Startup Delay Aware Short Video Ordering: Problem, Model, and A Reinforcement Learning based Algorithm
Zhipeng Gao, Chunxi Li, Yongxiang Zhao, Baoxian Zhang
TL;DR
This work tackles startup-delay in short-video delivery by modeling the delivery path with a token-bucket transmission system and formulating an optimal server-side video ordering problem to minimize the maximum startup delay $D = \max_i d_{x_i}$. The authors prove the problem is NP-hard and propose the Partially Shared Actor-Critic (PSAC) reinforcement learning algorithm, which shares embedding and encoder modules between the actor and critic to reduce parameters and accelerate convergence. PSAC learns a video ordering by predicting a list $X$ that minimizes $D$, using a token-bucket based delay calculation to guide policy optimization via policy gradient. Empirical results on a real dataset show substantial improvements, with PSAC achieving up to about 56% reductions in average maximum startup delay compared with baselines and demonstrating robustness to bitrate variations and viewing-time prediction errors, indicating practical impact for server-side scheduling in live short-video platforms.
Abstract
Short video applications have attracted billions of users on the Internet and can satisfy diverse users' fragmented spare time with content-rich and duration-short videos. To achieve fast playback at user side, existing short video systems typically enforce burst transmission of initial segment of each video when being requested for improved quality of user experiences. However, such a way of burst transmissions can cause unexpected large startup delays at user side. This is because users may frequently switch videos when sequentially watching a list of short videos recommended by the server side, which can cause excessive burst transmissions of initial segments of different short videos and thus quickly deplete the network transmission capacity. In this paper, we adopt token bucket to characterize the video transmission path between video server and each user, and accordingly study how to effectively reduce the startup delay of short videos by effectively arranging the viewing order of a video list at the server side.
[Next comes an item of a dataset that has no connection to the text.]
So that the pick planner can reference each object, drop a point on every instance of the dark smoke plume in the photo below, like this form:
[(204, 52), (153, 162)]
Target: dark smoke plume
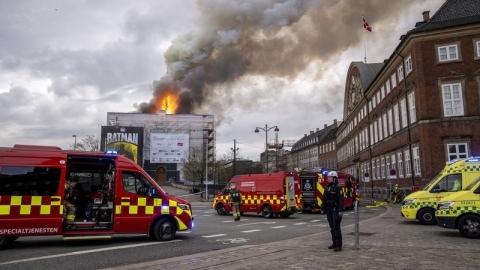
[(271, 38)]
We formulate the optimal video ordering problem for minimizing the maximum video startup delay as a combinatorial optimization problem and prove its NP-hardness. We accordingly propose a Partially Shared Actor Critic reinforcement learning algorithm (PSAC) to learn optimized video ordering strategy. Numerical results based on a real dataset provided by a large-scale short video service provider demonstrate that the proposed PSAC algorithm can significantly reduce the video startup delay compared to baseline algorithms.